Sometimes you win, sometimes you lose, sometimes it rains.
Last night in Kansas City, it rained. The game was postponed and has been rescheduled for Sunday night, when it will serve as the backend of a day/night double header. Scott Kazmir, Friday night's scheduled starter, will be pushed back to Saturday night. Ubaldo Jimenez was scheduled to pitch Saturday, but he'll be pushed back to Monday. Justin Masterson will still start Sunday afternoon as scheduled, Corey Kluber is likely to start the nightcap.
Jordan Bastian's Friday notes from MLB.com include word on Michael Bourn resuming baseball activities. He hopes to be ready to return when eligible on Tuesday, but it's not yet clear that he'll be able to.
Meanwhile, Paul Hoynes' Friday notes from the Plain Dealer report that Matt LaPorta is wrapping up his extended spring training and is expected to be assigned to Columbus in the next week or so. Give him a week or two there and then tell the American League to watch out.
In the absence of the Indians, there were four shutouts around MLB last night:
The Nationals defeated the Reds 1-0. Jordan Zimmermann pitched all 9 innings, allowing just 1 hit and needing only 91 pitches to finish the game. A complete game shutout on under 100 pitches is known in some circles (mostly my own) as a "Maddux," and Zimmermann's is the second of 2013, following Clayton Kershaw's incredible Opening Day performance.
The Tigers crushed Atlanta 10-0, with Anibal Sanchez setting a Tigers' record with 17 strikeouts over 8 innings. Sanchez had thrown 121 pitches to that point, so he didn't have the opportunity to go back out in the 9th and make a run at tying the MLB record for most strikeouts in a 9-inning game (20).
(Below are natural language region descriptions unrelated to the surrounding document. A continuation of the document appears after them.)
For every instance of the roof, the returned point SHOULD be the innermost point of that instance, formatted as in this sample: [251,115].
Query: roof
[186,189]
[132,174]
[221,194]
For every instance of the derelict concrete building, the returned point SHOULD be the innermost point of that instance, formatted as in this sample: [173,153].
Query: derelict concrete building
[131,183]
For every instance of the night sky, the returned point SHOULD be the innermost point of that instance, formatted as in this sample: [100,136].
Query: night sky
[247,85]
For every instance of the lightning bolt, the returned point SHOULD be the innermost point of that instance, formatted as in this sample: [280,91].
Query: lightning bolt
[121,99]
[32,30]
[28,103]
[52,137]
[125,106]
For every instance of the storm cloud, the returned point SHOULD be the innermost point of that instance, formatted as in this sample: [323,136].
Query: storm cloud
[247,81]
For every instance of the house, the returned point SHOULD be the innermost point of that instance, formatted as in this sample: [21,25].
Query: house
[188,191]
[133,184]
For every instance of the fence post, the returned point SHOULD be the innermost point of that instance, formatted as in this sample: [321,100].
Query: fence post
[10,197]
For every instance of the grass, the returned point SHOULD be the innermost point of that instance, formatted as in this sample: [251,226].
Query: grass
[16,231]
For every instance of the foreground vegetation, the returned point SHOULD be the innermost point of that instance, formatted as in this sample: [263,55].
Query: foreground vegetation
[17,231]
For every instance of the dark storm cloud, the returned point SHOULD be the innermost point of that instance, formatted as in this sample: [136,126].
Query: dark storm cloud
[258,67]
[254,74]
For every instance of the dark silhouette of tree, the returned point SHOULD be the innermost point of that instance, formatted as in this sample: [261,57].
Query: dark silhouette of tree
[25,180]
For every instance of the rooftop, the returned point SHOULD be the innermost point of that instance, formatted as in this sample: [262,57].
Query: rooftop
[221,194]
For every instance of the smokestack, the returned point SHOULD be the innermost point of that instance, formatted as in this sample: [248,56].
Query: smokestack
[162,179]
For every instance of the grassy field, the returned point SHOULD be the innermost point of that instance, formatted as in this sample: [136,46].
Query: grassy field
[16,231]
Jonah Keri at Grantland asks Can Anyone Explain Why the A's Are Good? Specifically, he looks at the success of their hitters and attempts to identify some causes (ranging from luck to intelligent playing time distribution). The A's operate with an even smaller budget than the Indians, so their success is a point of interest/frustration for a segment of Tribe fans.
Jeff Passan of Yahoo! reports that the Yankees appear to be scrapping plan of staying below $189M payroll. For months they have discussed getting under that threshold for 2014 because it would reset their luxury tax rate, saving them a few million dollars a year. The equation is changing though, and the Yankees may head to the off-season with numerous holes (2B the most glaring, if they don't re-sign Robinson Cano), so they may ignore the tax implications.
The ballot for the 2013 MLB All-Star Game has been released and voting has begun. Carlos Santana and Mark Reynolds are both entirely reasonable choices. On the other hand, if you vote for Jason Kipnis and Asdrubal Cabrera, you're a huge homer. That's cool though, Hawk Harrelson is a huge homer, so you'd have company.
Finally, for this week's non-baseball topic, we turn to films the 1950s. Television was spreading and Hollywood wanted to keep people in theaters, so the decade saw a number of huge-budget productions with massive set pieces (and in some cases, massive running times). Science fiction also saw a big jump in popularity, sparked by fears of atomic war and the dawn of the space age. With apologies to North by Northwest, Seven Samurai, and Some Like it Hot, here are my...
Favorite Films of the 1950s
6) Rear Window - As this list will attest, I'm a big Jimmy Stewart fan. Notably, the Rear Window episode of The Simpsons is also a great one.
5) Giant - A sweeping, sprawling film, set deep in the heart of Texas, with strong work by Elizabeth Taylor, Rock Hudson, and especially James Dean (in his final performance).
4) 12 Angry Men - Henry Fonda stars as the one member of a jury not convinced the suspect is guilty. Almost the entire film takes place in one room, where he attempts to convince the others.
3) The Bridge on the River Kwai - One of my favorite WWII films, about a group of British soldiers in a Japanese POW camp.
Obi-Wan Kenobi Alec Guinness plays the commanding officer, which is cool.
2) Harvey - Arguably the greatest movie about an invisible, six-foot, three-and-a-half-inch tall rabbit ever made. ...Arguably.
1) Vertigo - My favorite Hitchcock film ever since my dad took me to see it in 70mm after an impressive restoration process. Jimmy Stewart plays a private investigator hired to follow a wealthy man's wife... but all is not as it seems.